Tempestad y Eirein llegaron hasta él, formando entre los tres un círculo donde podían apoyarse para mantener el equilibrio.

Eternos segundos duró aquel terremoto que parecía estar por partir la tierra en dos.

Cuando terminó y pudieron tranquilizarse, levantaron la vista y observaron como el bosque se había cerrado sobre ellos y los árboles ahora los rodeaban más de cerca, y como más allá de los primeros metros una espesa pared de troncos que se alzaban hasta donde la vista no alcanzaba les impedía cualquier intento de huida.

Hubo una leve risa sarcástica de la gata mientras su cola, ahora blanca y negra a tirones, se dejaba ver colgar de nuevo balanceándose de un lado a otro.

—Error, cuervito. No me mientas, ¿o es que no te enseñaron que eso es de mala educación? Vamos, te doy otra oportunidad.

El mercenario tomó cierta distancia de sus compañeros y caminó hasta debajo de donde colgaba la cola de la gata.

Aunque no pudo divisar su cuerpo si se podía percibir su aroma dulce y enigmático.

Respiró hondo antes de continuar.

—Hubo… hubo una vez, hace un tiempo ya. Un contrato engañoso me llevó a alguien que no merecía la muerte. Un buen hombre según supe después, que trabajaba para la Única Iglesia pero se oponía a ciertas prácticas poco morales. Aún cargo con eso si es lo que intentas descifrar.

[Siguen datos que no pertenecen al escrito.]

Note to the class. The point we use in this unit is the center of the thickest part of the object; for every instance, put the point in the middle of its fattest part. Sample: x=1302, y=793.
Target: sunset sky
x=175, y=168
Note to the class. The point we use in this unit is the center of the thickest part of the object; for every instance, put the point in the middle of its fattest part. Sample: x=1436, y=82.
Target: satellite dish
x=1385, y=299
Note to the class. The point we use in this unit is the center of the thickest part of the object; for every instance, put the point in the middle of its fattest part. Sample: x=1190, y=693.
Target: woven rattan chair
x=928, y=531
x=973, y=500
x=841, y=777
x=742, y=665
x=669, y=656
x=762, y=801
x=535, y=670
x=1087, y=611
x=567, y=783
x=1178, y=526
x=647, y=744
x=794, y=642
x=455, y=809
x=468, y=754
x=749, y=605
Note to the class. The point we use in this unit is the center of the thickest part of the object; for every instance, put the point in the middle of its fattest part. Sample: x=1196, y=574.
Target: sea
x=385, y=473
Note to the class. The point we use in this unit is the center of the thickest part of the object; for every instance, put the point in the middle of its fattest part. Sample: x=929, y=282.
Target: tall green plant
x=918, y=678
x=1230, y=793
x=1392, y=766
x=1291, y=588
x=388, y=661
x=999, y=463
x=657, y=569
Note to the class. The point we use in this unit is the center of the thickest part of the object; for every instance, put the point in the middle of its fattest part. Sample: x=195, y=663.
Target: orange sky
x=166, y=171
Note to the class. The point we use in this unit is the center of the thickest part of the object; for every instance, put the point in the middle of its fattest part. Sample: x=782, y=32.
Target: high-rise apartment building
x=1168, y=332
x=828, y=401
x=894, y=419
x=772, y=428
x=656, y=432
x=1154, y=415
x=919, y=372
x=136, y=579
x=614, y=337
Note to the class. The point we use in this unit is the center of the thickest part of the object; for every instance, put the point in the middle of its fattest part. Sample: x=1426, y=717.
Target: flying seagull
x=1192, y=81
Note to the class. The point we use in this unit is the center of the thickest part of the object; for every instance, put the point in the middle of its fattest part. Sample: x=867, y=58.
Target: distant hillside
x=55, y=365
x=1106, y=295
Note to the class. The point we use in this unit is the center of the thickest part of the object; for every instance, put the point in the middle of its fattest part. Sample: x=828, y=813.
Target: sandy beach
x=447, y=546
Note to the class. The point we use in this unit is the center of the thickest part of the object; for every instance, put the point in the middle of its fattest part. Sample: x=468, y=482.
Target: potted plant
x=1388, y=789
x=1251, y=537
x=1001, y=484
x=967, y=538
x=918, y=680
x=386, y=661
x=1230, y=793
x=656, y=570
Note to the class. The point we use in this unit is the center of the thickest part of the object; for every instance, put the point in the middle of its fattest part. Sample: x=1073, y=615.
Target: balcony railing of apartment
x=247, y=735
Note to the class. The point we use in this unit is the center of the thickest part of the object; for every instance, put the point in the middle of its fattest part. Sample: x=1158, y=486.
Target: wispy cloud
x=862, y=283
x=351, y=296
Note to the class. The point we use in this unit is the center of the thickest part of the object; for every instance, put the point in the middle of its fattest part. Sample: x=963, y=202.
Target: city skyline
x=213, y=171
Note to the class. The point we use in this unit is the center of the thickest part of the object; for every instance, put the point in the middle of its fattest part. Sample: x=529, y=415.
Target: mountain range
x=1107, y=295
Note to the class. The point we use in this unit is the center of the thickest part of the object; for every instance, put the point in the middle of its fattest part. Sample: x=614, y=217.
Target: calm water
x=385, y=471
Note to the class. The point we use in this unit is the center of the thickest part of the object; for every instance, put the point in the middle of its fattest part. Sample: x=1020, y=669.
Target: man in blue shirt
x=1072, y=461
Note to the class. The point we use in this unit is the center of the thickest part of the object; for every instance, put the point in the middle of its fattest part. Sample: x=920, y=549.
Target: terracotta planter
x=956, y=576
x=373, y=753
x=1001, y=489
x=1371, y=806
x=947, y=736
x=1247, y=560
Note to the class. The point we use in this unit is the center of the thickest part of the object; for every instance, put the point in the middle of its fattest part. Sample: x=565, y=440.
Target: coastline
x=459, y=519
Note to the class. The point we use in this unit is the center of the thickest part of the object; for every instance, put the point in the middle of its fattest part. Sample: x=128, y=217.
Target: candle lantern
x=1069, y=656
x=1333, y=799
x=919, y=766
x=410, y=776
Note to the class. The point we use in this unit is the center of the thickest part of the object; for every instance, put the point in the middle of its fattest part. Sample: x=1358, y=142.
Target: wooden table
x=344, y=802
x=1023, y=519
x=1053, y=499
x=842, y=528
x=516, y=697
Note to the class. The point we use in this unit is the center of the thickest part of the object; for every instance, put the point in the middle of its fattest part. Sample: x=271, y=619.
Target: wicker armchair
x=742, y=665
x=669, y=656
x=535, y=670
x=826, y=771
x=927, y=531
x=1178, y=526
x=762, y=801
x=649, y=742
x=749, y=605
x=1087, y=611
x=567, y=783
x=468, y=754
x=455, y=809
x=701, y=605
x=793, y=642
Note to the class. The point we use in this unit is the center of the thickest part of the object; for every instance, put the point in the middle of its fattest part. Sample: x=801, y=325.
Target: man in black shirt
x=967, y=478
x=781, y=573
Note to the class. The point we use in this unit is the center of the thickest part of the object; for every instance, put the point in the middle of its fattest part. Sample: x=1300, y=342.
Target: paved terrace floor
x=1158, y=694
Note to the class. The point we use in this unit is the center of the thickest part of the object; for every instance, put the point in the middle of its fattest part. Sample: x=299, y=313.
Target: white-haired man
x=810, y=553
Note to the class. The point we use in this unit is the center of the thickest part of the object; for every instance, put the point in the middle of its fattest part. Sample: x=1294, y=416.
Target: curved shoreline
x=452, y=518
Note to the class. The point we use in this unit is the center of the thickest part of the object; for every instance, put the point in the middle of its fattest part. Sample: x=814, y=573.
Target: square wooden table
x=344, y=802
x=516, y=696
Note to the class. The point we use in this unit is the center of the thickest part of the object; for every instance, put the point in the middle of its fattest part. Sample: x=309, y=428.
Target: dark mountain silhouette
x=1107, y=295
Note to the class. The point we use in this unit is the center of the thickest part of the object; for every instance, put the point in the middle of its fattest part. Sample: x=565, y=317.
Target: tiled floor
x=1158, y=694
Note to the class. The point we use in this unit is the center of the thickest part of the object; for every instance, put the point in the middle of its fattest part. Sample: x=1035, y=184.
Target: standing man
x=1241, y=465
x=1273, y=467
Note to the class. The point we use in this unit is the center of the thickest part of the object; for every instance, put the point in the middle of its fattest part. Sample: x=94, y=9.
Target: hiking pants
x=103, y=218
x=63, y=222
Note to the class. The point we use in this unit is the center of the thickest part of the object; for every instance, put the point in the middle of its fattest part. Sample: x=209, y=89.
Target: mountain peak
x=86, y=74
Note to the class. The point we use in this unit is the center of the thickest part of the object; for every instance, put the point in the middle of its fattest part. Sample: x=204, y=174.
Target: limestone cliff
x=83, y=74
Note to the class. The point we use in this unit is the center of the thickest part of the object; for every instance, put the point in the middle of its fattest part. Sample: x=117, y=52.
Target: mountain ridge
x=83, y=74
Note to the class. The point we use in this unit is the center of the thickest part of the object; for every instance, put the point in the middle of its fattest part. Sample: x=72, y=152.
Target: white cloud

La cola felina se movió con fiereza antes de desaparecer y dejar sólo un rastro de humo tras ella.

El Cuervo volteó observando a Eirein directo a los ojos con cierto alivio, casi como si se hubiera sacado un gran peso de encima.

Pero la paz fue breve.

Apenas unos pocos instantes después, la tierra volvió a sacudirse, ahora con más violencia que antes.

El suelo bajo sus pies se agrietó con fiereza y algunas ramas comenzaron a caer en un vendaval que parecía no acabar.

Intentó divisar a los árboles en medio de todo aquel estruendo, entendiendo que eran quienes parecían promover el desastre.

Y pudo verlos acercándose a ellos a gran velocidad, rodeándolos rápidamente y reduciendo el claro donde se hallaban hasta el punto de que los tres compañeros debieron acercarse hasta el tacto para evitar tocarlos.

La tierra se tranquilizó tras algunos segundos, y pudieron observar aquella pared de troncos ahora mucho más cerca, apenas a unos escasos cuatro o cinco metros de ellos, tras la primera línea de árboles, amenazando con reducirlos a un espacio cada vez menor.

La cola de la gata volvió a aparecer frente a ellos colgando de nuevo ahora con un color amarillo fluorescente que hacía doler los ojos de quienes la observaban demasiado tiempo.